Each of the centres is treated separately, of course, so Helen has been dealing with different local authorities. “St Albans Council have been pretty good to me, but the neighbouring borough, Dacorum, has been very difficult to communicate with and that’s where my biggest site is,” said Helen. “I have been writing to my MP twice a week and I do play off St Albans against Dacorum, because it seems unfair that there can be such disparity in the way that neighbouring boroughs apply the criteria. I have told them that it is possible to change your criteria and they can give any money they have left to businesses who really need it. Having been rejected twice, I have now been assured that I will get an additional restrictions grant. I don’t know how much I’ll get, but they have pretty much said ‘stop writing!’’
Adult fees
DJ’s Play managed to trade profitably while it was open between Lockdowns, said Helen, partly because she had introduced a £1.50 entry charge for adults during the February half term. “We wondered whether it was a bad time to introduce it because no-one was going to come and play during Lockdown, but actually it was exactly the right thing to do because of the increasing costs [of being COVID-safe] and reduced capacity when we reopened.

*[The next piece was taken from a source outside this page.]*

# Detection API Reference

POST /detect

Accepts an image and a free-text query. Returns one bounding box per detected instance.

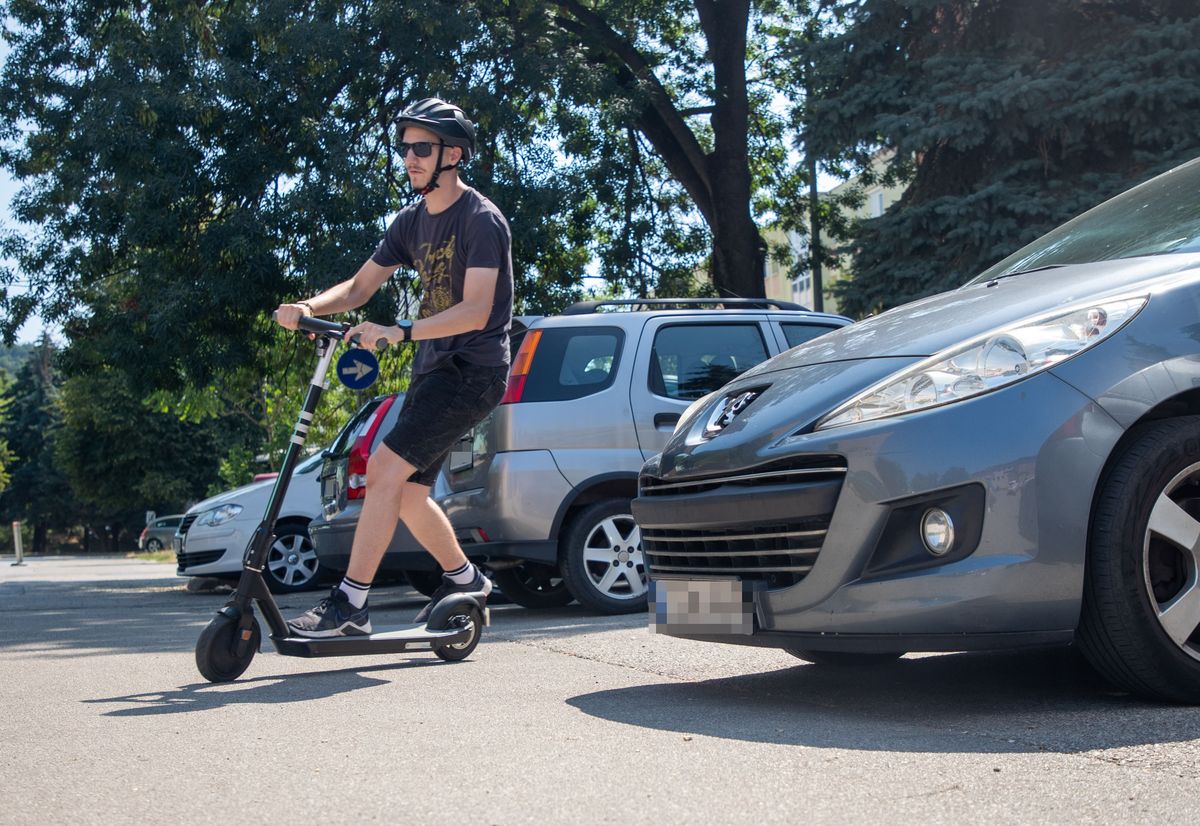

“It allowed us to make a few more thousand pounds than we would have done and it didn’t meet with any resistance. We know any price increase is unwanted – and adults often argued that we shouldn’t charge for them as they don’t even want to be here, particularly for parties. But we didn’t have parties last year, so that wasn’t an issue, and we also went to online bookings, which takes the confrontation out of the price point. They’ve already decided while booking online and as they’d paid, there was no discussion on reception.
“The general feeling is that prices will go up when we eventually reopen with restrictions as this is a premium activity and because everything will be more spaced out and there will be less children, customers should get a better experience. The timed sessions work quite well as it tends to spread things out across the day – we found that as our earlier sessions filled up, people would just book to come later.”
The views and opinions expressed in this article do not necessarily reflect the views of Morton Michel.